Identifying suitable features that characterize different emotions is an important process for developing a speech emotion recognition (SER) system [11]. Altrov et al. [12] identified the power of verbal communication and civilization on the accepting of language emotions. An effective discussion mainly depends on how we communicate our own emotions, how we recognize those of others, and how sufficient our reaction is to their emotions. Cowie et al. [13,14] illustrated that emotions have an essential role in our lives since they are typically present in everyday communication. Park and Sim [15] showed emotion detection by DRNN. Their paper found that pitch was a significant component in the identification of emotion. Therefore the basic accurate detection acoustical features [16,17] were analyzed for speech sound with emotion. The study of event-related potentials (ERPs) is recognized as a useful technique for exploring intelligent mechanisms of processing emotional speech [18]. Tao et al. [19] attempts to create exciting dialogue via “strong,” “average,” and “weak” classifications using various models like a linear modification model (LMM), a Gaussian mixture model (GMM), a classification and regression tree model (CART). Kang and Li [19] analyzed neutral-emotional speech by using prosody conversion. In 2010, Wu et al. [20] presented an advance to hierarchical prosody translation for an exciting language mixture. Jia et al. [21] adopted “Emotional Audio Visual Speech Synthesis Based on PAD,” while Dey and Ashour [22, 23] discussed arrival estimation of localized multispeech sources. An emotional text-to-speech system [24] is required for emotion-based speech recognition. Neural networks [2527] have exhibited remarkable success to link the responsive space in communication signals. The direction of speech resources on a localized level has been eminently described by Dey and Ashour [2830]. least squares regression [31] is one of the noted methods for speech emotion recognition. An ideal scientific SER system would be one that can develop real life and loud talking to recognize different state of emotions. In this paper, we have attempted to classify the recurrent dynamics of two different emotions, namely anger and normal, with the help of recurrence plot, phase space plot, and recurrence based parameters.
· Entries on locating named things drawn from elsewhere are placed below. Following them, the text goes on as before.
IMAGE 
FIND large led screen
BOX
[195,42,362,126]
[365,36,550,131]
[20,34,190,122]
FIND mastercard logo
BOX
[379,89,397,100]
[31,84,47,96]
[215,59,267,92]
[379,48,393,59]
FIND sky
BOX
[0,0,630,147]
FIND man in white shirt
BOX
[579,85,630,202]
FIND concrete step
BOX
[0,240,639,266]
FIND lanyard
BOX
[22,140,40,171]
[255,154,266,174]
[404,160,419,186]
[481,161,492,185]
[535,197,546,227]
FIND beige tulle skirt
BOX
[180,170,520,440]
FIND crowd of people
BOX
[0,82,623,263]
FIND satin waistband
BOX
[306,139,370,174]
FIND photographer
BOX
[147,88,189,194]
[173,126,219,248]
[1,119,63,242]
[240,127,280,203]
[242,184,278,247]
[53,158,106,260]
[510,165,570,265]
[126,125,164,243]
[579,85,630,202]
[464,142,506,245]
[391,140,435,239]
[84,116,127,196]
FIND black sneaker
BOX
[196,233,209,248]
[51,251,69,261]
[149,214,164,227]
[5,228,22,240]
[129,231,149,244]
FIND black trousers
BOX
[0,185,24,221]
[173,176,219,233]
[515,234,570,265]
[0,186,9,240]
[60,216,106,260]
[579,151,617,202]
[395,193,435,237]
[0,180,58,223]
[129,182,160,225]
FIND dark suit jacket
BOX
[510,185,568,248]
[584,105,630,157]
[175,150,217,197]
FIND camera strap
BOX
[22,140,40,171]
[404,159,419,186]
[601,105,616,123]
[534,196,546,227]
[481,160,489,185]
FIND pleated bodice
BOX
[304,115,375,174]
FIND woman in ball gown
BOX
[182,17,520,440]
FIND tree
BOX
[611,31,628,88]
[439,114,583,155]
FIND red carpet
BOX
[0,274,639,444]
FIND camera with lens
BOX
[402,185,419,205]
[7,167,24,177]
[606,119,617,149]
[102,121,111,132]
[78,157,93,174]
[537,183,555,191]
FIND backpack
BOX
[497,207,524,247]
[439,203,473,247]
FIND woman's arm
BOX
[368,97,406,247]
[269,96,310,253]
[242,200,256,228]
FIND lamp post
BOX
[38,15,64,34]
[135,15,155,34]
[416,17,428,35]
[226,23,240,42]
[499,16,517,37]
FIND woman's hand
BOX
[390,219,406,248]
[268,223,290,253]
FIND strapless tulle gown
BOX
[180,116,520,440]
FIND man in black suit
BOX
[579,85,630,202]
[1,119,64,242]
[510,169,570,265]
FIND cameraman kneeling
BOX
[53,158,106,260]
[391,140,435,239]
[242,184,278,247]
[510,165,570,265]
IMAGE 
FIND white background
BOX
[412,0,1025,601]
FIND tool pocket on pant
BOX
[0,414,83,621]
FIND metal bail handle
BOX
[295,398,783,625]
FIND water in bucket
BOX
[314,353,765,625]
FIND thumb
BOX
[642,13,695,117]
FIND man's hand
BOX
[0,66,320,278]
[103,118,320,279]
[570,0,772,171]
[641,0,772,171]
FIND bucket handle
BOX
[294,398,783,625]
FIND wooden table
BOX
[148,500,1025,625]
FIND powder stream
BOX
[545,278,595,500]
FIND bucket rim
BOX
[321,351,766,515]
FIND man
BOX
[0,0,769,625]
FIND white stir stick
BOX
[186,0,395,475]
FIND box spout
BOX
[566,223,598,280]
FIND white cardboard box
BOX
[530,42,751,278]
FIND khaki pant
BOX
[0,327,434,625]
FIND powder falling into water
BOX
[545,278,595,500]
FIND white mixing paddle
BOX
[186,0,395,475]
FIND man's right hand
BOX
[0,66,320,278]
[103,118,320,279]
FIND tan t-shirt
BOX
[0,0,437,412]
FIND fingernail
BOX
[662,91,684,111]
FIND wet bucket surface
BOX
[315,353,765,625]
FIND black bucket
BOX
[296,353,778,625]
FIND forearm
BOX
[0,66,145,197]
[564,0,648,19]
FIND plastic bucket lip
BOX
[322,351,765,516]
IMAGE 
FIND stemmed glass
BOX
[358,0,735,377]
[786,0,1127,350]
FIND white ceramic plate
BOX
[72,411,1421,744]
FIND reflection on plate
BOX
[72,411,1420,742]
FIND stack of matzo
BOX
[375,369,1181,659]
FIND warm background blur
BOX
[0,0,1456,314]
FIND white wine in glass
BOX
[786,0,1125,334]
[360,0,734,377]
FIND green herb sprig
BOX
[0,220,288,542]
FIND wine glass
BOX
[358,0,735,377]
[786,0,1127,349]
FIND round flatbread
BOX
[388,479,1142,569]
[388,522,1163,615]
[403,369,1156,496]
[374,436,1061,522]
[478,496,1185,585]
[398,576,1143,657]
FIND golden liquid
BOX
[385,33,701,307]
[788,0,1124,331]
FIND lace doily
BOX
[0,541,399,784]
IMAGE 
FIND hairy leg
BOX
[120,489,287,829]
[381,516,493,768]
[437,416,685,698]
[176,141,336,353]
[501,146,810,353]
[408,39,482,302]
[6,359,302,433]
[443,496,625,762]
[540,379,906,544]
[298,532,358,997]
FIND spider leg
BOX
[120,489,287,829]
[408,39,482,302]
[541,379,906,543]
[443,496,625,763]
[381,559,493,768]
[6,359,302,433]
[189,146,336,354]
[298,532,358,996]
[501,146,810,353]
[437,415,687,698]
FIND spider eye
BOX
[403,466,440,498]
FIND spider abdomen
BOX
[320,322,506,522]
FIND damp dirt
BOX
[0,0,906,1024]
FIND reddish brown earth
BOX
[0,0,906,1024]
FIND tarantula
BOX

The investigation was performed in both noise-free and on noisy environment to establish the suitability of the proposed method.

8.2 Data Collection and Processing

A healthy male volunteer (age 23 years old) was asked to participate in the study. He was informed about the details of the study, and a written consent to participate was obtained. Two types of speech signals were acquired from the volunteer using microphone Behringer C-1U, when he uttered eight different sentences (in the Bengali language) in angry and normal emotion. In order to process the speech signals, the sampling frequency was taken as 16 KHz in using Audacity version 1.3.6. in the Electronics and Communication Engineering Department, Narula Institute of Technology, Agarpara, Kolkata.

8.3 Research Methodology

Phase space approach was used to investigate the nonlinear properties of the speech signals. A phase space was reconstructed for each speech signal with appropriate time delay and proper embedding measurement.

8.3.1 Phase Space Reconstruction

The condition of a dynamical method is able to be illustrated in a space called phase space. A phase space is a multidimensional space, in which every point correlates with one state of the dynamical system [32]. The path traced by the phase space diagram of a system over time describes its evolution from an initial state. This is known as phase space trajectory.

The basic problem is that the information about all the variables governing the system is usually not obtained from its time series. Most of the time the series is single valued. Although numerous concurrent measurements can be performed; they may not coat each degree of freedom of the arrangement. Though the use of the time-delay embedding theorem [33] allows the recovery of lost information, and it becomes possible to construct the phase space diagram of a scheme from its period sequence. This method of phase space reconstruction requires the determination of the principles of suitable time delay τ and proper embedding measurement m.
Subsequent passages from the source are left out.